Extending MaldiBatchKit#

Every corrector shipped with MaldiBatchKit is a subclass of BaseBatchCorrector. Custom correctors plug into the same contract: subclass the base, implement two methods, and you get a scikit-learn compatible, train/test-safe transformer for free.

Why Inherit?#

BaseBatchCorrector solves the two awkward parts of sklearn + batch correction:

  1. Index alignment. batch (and any covariates) is passed once at construction time. On every fit / transform call the stored series is aligned to X.index, so sklearn pipelines and cross-validation can pass only X around - you never have to manually slice batch for train / test folds.

  2. Leakage safety. fit learns parameters only from the rows it actually receives; transform never re-fits. Fitted attributes (those ending in _) are used verbatim on unseen rows, even when a new batch level appears in the test set.

The base class additionally handles NaN / finite checks, DataFrame-vs-ndarray round-tripping, and populates feature_names_in_ / n_features_in_ / get_feature_names_out so your corrector behaves like any other sklearn transformer.

Minimal Subclass#

Two methods are required: _fit_impl() to learn parameters, and _transform_impl() to apply them. Store fitted attributes as ..._ members so sklearn.utils.validation.check_is_fitted() picks them up:

import pandas as pd
from maldibatchkit import BaseBatchCorrector

class MeanCentering(BaseBatchCorrector):
    """Subtract per-batch means from each feature."""

    def _fit_impl(self, X_df, batch):
        self.batch_means_ = X_df.groupby(batch).mean()
        self.grand_mean_ = X_df.mean(axis=0)

    def _transform_impl(self, X_df, batch):
        out = X_df.copy().astype(float)
        known = set(self.batch_means_.index)
        for lvl in pd.unique(batch):
            mask = batch == lvl
            offset = (
                self.batch_means_.loc[lvl].to_numpy()
                if lvl in known
                else self.grand_mean_.to_numpy()
            )
            out.loc[mask] = out.loc[mask].to_numpy() - offset
        return out

The inherited fit(), transform(), and fit_transform (via TransformerMixin) do the rest:

corrector = MeanCentering(batch=batch)
X_corrected = corrector.fit_transform(X)

Adding Hyperparameters#

Override __init__ to add method-specific hyperparameters. Always call super().__init__(batch=batch) - the base class stores batch under self.batch so get_params() and set_params() work:

from maldibatchkit._utils import ArrayLike

class ScaledMeanCentering(BaseBatchCorrector):
    """Mean centering with a user-controlled scale factor."""
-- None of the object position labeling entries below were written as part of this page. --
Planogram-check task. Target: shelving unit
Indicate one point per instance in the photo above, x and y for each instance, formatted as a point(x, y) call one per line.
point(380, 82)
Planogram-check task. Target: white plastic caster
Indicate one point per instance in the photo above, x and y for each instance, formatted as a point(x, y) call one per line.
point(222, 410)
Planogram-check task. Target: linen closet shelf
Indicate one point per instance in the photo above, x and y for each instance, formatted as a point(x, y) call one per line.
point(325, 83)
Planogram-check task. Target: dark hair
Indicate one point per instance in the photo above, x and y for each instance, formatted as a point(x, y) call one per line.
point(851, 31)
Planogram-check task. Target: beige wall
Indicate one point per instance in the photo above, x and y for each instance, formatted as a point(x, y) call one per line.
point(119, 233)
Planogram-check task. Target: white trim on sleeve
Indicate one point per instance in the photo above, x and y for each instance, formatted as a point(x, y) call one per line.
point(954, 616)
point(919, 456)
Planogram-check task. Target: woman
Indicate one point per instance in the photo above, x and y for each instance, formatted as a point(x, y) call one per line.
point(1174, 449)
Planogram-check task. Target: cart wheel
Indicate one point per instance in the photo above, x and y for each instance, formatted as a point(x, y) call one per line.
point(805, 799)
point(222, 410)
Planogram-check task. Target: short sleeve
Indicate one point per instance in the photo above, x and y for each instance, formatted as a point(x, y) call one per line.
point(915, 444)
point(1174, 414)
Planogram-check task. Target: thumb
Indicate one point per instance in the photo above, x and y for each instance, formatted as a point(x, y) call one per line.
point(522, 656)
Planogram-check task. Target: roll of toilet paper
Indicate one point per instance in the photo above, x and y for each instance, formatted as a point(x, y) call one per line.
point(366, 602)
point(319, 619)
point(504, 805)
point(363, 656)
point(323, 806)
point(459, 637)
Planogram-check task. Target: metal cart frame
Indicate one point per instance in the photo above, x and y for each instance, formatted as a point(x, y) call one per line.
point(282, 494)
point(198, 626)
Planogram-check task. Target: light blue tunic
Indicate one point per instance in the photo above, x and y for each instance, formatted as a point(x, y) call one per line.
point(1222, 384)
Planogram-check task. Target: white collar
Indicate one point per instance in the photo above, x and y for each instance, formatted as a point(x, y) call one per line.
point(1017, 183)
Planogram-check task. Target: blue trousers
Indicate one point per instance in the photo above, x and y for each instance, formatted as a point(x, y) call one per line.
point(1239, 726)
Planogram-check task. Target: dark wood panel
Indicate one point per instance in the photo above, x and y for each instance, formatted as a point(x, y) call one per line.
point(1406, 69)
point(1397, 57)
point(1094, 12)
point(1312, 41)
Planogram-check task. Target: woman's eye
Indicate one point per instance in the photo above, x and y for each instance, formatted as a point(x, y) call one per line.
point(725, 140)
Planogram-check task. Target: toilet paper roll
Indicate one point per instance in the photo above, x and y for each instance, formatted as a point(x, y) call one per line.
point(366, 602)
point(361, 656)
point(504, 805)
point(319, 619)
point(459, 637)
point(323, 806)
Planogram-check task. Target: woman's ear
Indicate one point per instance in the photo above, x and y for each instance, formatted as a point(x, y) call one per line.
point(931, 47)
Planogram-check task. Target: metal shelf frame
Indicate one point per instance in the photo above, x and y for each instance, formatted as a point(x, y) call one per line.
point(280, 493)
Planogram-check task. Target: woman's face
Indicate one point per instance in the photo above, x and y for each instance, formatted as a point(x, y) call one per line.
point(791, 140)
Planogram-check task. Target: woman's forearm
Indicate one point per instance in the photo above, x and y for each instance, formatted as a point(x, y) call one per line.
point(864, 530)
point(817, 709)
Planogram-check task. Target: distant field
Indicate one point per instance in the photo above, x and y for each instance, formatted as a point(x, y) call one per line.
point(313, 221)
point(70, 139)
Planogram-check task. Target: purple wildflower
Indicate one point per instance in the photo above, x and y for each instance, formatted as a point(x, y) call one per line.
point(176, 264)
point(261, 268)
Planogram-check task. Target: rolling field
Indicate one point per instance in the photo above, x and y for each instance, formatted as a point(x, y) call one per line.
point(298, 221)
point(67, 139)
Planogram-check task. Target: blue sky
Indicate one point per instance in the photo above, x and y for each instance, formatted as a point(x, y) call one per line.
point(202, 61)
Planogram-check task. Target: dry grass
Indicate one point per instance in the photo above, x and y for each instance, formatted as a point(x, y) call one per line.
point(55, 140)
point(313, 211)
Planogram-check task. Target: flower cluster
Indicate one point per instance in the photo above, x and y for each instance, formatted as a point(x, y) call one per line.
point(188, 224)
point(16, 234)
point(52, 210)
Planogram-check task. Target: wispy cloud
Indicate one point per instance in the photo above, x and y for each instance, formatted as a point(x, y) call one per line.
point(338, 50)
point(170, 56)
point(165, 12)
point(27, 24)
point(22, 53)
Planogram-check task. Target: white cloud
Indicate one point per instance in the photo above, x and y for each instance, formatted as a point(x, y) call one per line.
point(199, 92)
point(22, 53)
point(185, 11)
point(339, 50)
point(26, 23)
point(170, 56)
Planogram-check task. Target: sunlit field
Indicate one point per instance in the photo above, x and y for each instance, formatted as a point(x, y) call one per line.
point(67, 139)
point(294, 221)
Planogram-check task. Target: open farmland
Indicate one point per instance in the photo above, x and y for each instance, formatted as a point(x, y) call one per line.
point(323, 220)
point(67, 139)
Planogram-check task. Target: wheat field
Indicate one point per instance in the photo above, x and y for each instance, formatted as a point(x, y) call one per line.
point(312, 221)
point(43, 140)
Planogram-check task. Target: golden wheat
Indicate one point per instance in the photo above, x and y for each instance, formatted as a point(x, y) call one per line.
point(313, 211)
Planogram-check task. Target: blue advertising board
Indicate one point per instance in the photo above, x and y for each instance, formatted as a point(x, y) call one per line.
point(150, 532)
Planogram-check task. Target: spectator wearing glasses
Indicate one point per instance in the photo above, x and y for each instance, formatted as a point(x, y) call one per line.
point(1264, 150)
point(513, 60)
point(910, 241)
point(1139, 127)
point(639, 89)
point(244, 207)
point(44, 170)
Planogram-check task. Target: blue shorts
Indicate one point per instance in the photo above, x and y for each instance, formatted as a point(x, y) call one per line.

    def __init__(self, batch: ArrayLike, *, alpha: float = 1.0) -> None:
        super().__init__(batch=batch)
        self.alpha = alpha

    def _fit_impl(self, X_df, batch):
        self.batch_means_ = X_df.groupby(batch).mean()

    def _transform_impl(self, X_df, batch):
        out = X_df.copy().astype(float)
        for lvl in pd.unique(batch):
            mask = batch == lvl
            offset = self.batch_means_.loc[lvl].to_numpy() * self.alpha
            out.loc[mask] = out.loc[mask].to_numpy() - offset
        return out

Dropping It Into a Pipeline#

Custom correctors are drop-in sklearn Pipeline steps. Because the base class enforces train/test separation, you can safely cross-validate without leakage:

from sklearn.pipeline import Pipeline
from sklearn.preprocessing import StandardScaler
from sklearn.ensemble import RandomForestClassifier
from sklearn.model_selection import cross_val_score

pipe = Pipeline([
    ("mean", MeanCentering(batch=batch)),
    ("scaler", StandardScaler()),
    ("clf", RandomForestClassifier(n_estimators=200)),
])
scores = cross_val_score(pipe, X, y, cv=5, scoring="roc_auc")

Adding Covariates#

If your corrector needs more than batch (for example species or a quality score), follow the same pattern the shipped correctors use: take the auxiliary vector in __init__, store it on self, and subset it inside _fit_impl / _transform_impl via maldibatchkit._utils._subset():

from maldibatchkit._utils import _subset

class QualityWeightedMean(BaseBatchCorrector):
    def __init__(self, batch, *, quality) -> None:
        super().__init__(batch=batch)
        self.quality = quality

    def _fit_impl(self, X_df, batch):
        q = _subset(self.quality, X_df.index).to_numpy(dtype=float)
        # weighted per-batch mean -- low quality contributes less
        self.means_ = (
            (X_df.mul(q, axis=0)).groupby(batch).sum()
            .div(pd.Series(q).groupby(batch).sum(), axis=0)
        )

    def _transform_impl(self, X_df, batch):
        out = X_df.copy().astype(float)
        for lvl in pd.unique(batch):
            mask = batch == lvl
            out.loc[mask] = (
                out.loc[mask].to_numpy() - self.means_.loc[lvl].to_numpy()
            )
        return out

See QualityWeightedComBat for a production-grade example of the same pattern (iterative empirical-Bayes with quality weights).

Conventions#

See Contributing for the full style guide. The important points for custom correctors:

  • NumPy-style docstrings on every public class (rendered by napoleon).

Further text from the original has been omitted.